Ainsi l’événement historique est-il situé dans la perspective d’un échange entre un « je » se déclarant responsable devant autrui, et un « vous », lui-même dédoublé entre les victimes de l’histoire et ses témoins. Ce dispositif énonciatif participe à l’inscription du texte dans un devenir collectif. Cette forme d’écriture de l’histoire, qui s’adresse aux contemporains, et appelle une modification du cours des événements, passe donc par l’établissement d’une solidarité entre le « je »/ « nous » et le « vous ». Interviennent alors une série d’éléments qui, des signes de ponctuation à la syntaxe d’incise et à l’apostrophe, font entendre la voix du sujet et contribuent à l’implication des destinataires. La typographie de l’ensemble joue sur la visibilité du texte et sur sa proximité avec l’affiche. Fermement carrée sur la page par sa disposition alinéaire, la « Dédicace » semble interpeller le regard du passant-lecteur, rendu attentif par l’emploi des lettres capitales dont la disposition, dans le premier et dans le dernier alinéa, crée un équilibre d’abord visuel. À la dimension plastique s’ajoute l’oralité du premier alinéa, manifestée par la densité de la ponctuation, virgule, point-virgule et tirets, et par le rythme qui s’y fait entendre 174 . Visuelle et rythmique, la typographie signale aussi la voix du sujet par sa force d’ironie et, impliqué par cette dernière, par l’appel à la connivence du lecteur. Les caractères de l’adjectif « ROUGES », mettent en avant, outre le cri d’indignation, l’ironie d’une lecture des signes qui ramène le rouge de la symbolique politique à une signification littérale et visuelle dénotant les exactions des « bouchers ». Ironique aussi l’inversion des phonèmes de « rouges » à « toujours » dans le premier alinéa : s’il y a une durée , c’est tragiquement celle du sang versé.

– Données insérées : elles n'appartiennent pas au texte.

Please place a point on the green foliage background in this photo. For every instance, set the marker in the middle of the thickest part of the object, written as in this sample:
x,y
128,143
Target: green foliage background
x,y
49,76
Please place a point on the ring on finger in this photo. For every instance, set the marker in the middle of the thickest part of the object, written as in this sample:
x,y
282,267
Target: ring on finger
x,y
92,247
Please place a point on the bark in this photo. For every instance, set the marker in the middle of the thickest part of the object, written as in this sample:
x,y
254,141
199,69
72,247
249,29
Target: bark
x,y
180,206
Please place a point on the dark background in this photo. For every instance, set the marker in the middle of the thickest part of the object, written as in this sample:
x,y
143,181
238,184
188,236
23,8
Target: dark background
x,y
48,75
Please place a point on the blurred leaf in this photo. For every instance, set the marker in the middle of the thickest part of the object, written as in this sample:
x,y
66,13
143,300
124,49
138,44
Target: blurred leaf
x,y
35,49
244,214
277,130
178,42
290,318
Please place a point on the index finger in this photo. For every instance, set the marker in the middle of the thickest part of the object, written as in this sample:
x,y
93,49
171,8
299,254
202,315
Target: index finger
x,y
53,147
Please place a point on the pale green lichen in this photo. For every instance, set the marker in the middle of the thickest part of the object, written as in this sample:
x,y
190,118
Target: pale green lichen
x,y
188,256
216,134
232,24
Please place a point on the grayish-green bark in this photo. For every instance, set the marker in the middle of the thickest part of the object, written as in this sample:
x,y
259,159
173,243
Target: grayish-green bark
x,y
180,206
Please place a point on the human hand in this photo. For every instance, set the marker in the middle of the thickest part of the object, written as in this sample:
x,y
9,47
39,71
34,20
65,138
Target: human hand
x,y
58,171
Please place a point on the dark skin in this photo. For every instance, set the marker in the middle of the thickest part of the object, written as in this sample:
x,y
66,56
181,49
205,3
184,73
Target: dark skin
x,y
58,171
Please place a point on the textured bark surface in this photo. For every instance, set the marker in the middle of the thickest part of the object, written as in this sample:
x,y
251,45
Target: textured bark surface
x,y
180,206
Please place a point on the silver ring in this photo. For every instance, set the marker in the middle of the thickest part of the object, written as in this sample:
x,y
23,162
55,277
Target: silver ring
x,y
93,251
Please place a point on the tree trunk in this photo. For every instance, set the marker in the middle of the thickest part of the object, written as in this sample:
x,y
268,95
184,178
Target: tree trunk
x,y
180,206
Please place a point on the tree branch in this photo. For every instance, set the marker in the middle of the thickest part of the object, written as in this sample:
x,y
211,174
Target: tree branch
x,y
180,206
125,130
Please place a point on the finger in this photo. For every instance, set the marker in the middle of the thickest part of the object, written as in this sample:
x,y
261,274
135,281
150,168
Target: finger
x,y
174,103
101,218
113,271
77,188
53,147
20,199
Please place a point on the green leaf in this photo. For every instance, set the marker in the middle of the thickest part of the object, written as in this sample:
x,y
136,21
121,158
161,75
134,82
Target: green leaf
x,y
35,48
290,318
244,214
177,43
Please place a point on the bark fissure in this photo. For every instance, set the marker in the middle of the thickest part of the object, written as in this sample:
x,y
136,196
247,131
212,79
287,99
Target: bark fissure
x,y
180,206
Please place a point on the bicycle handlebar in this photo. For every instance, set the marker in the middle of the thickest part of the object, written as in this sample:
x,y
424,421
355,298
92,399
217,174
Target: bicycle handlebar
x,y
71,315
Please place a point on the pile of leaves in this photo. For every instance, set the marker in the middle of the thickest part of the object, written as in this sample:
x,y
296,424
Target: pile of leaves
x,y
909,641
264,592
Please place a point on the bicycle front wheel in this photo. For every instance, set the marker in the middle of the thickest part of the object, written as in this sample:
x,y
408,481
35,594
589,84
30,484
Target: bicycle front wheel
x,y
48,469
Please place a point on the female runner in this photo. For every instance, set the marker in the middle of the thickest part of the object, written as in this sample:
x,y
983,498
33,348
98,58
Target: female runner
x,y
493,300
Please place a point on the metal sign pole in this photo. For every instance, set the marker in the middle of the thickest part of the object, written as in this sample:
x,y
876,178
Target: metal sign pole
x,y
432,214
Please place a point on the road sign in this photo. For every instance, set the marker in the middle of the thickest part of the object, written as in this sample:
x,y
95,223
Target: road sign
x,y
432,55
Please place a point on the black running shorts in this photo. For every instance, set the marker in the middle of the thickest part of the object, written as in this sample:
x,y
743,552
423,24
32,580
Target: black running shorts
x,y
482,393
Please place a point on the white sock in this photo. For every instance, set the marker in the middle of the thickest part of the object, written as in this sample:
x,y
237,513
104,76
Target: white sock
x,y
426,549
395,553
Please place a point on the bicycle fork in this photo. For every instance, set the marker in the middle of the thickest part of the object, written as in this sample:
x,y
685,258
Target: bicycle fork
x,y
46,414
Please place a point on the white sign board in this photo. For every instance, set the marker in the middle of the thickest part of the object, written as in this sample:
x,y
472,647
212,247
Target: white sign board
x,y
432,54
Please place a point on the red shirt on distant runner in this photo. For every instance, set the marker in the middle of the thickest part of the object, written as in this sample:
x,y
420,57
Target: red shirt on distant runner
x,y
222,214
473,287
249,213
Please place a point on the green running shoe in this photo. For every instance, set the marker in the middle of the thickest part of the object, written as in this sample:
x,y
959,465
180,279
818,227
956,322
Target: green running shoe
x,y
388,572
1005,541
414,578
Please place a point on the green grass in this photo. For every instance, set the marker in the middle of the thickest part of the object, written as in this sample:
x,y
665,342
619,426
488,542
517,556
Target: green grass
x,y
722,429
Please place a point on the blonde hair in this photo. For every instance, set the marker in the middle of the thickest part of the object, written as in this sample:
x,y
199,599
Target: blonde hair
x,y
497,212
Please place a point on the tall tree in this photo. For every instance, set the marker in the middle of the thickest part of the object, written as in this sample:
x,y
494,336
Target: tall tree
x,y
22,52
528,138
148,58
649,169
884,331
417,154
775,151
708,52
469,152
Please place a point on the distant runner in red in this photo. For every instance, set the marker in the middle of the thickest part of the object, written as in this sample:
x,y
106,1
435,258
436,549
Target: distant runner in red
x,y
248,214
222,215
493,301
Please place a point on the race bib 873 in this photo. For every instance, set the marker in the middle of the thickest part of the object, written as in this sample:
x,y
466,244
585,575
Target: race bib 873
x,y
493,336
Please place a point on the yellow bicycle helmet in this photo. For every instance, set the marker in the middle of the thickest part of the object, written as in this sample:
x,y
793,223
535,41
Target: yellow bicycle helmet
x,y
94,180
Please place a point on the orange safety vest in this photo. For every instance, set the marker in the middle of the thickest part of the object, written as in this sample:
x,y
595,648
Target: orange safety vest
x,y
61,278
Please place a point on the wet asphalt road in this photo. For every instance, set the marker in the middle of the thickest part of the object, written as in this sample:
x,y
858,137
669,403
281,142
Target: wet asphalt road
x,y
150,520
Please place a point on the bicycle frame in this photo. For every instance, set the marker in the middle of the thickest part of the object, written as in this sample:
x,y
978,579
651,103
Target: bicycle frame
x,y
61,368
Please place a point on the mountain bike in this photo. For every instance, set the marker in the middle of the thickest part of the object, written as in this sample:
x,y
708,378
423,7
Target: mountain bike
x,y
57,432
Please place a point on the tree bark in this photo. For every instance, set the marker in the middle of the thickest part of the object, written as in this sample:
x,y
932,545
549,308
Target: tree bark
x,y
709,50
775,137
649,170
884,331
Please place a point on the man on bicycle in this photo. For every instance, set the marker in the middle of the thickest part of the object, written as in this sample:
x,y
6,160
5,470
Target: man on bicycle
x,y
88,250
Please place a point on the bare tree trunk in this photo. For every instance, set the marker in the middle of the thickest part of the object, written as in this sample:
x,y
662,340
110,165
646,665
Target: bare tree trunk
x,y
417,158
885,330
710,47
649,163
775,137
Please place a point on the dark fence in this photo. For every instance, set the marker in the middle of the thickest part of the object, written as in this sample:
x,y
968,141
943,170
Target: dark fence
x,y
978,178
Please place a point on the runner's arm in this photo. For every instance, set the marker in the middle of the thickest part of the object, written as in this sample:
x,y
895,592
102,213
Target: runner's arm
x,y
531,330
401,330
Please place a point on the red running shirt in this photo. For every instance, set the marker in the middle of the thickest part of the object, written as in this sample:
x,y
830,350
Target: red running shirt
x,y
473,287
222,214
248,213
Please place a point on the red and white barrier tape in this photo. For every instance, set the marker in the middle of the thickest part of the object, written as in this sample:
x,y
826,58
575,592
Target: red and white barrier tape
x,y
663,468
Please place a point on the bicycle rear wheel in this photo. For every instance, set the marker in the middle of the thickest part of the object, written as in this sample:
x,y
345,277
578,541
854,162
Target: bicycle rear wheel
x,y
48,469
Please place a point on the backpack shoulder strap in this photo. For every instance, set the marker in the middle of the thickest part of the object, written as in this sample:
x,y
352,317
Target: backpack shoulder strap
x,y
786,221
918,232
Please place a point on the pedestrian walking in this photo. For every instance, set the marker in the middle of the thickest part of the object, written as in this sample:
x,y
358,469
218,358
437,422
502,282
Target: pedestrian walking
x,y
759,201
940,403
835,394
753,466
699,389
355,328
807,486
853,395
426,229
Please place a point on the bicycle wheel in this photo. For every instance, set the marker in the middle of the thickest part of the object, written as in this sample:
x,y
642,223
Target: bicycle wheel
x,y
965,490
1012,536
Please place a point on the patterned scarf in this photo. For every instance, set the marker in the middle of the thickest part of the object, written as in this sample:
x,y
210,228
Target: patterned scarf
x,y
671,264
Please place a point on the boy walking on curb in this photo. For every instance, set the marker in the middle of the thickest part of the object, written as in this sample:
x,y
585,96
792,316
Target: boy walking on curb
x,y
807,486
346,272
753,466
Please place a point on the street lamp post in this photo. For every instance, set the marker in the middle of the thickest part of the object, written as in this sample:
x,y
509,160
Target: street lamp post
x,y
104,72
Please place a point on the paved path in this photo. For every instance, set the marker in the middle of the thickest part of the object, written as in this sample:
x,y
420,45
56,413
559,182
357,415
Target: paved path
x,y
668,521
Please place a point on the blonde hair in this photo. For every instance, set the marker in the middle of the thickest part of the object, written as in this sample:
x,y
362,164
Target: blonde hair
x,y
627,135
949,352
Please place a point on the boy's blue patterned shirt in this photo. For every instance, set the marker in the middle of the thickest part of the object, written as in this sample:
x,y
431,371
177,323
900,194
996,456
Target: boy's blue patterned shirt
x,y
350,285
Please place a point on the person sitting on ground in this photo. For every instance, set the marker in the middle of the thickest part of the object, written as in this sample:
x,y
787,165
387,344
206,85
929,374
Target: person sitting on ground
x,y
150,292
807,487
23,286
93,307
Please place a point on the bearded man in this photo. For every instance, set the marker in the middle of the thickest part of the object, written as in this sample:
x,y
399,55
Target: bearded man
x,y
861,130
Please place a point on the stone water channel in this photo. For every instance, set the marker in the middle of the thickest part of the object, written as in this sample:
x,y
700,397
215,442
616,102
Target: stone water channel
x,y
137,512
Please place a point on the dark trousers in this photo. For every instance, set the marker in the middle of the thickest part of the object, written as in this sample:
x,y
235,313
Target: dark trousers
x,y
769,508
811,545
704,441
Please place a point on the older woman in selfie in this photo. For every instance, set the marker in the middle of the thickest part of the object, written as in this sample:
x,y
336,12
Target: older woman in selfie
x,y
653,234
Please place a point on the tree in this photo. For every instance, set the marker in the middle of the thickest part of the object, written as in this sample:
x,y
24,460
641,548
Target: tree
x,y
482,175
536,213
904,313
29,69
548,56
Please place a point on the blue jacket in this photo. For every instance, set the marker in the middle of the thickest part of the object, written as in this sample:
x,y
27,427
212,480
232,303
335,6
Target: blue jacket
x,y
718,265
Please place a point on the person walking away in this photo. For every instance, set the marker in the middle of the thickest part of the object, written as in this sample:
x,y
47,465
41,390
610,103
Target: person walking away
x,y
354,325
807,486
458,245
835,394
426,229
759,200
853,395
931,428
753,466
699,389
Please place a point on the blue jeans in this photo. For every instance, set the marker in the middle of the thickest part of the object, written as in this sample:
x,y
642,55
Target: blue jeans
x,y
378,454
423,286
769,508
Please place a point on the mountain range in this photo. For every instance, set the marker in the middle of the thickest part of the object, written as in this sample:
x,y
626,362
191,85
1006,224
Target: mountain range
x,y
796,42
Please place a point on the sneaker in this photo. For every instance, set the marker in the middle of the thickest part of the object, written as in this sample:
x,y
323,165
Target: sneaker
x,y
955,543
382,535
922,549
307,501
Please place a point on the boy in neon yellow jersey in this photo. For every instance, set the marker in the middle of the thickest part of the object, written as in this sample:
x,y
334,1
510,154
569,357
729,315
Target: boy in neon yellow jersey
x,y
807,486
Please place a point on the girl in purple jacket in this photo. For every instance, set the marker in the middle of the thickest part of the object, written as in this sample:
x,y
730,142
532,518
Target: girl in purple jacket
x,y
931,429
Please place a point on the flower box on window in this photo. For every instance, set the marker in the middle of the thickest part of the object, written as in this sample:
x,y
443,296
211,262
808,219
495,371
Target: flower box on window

L’histoire dans cette « Dédicace » est donc plus qu’une toile de fond sur laquelle viendraient s’inscrire les poèmes. Elle n’est pas seulement présente dans le recueil : elle apparaît, par ce texte liminaire, comme un objet d’engagement du sujet.

Notes
173.

Information rapportée dans René Char. Dans l’atelier, op. cit., p. 266.

174.

L’idée d’une oralité de la ponctuation est développée par Henri Meschonnic. Voir, entre autres, son article « Ponctuation » dans le Dictionnaire de poésie de Baudelaire à nos jours, Michel Jarrety dir., Paris, PUF, 2001, pp. 620-623.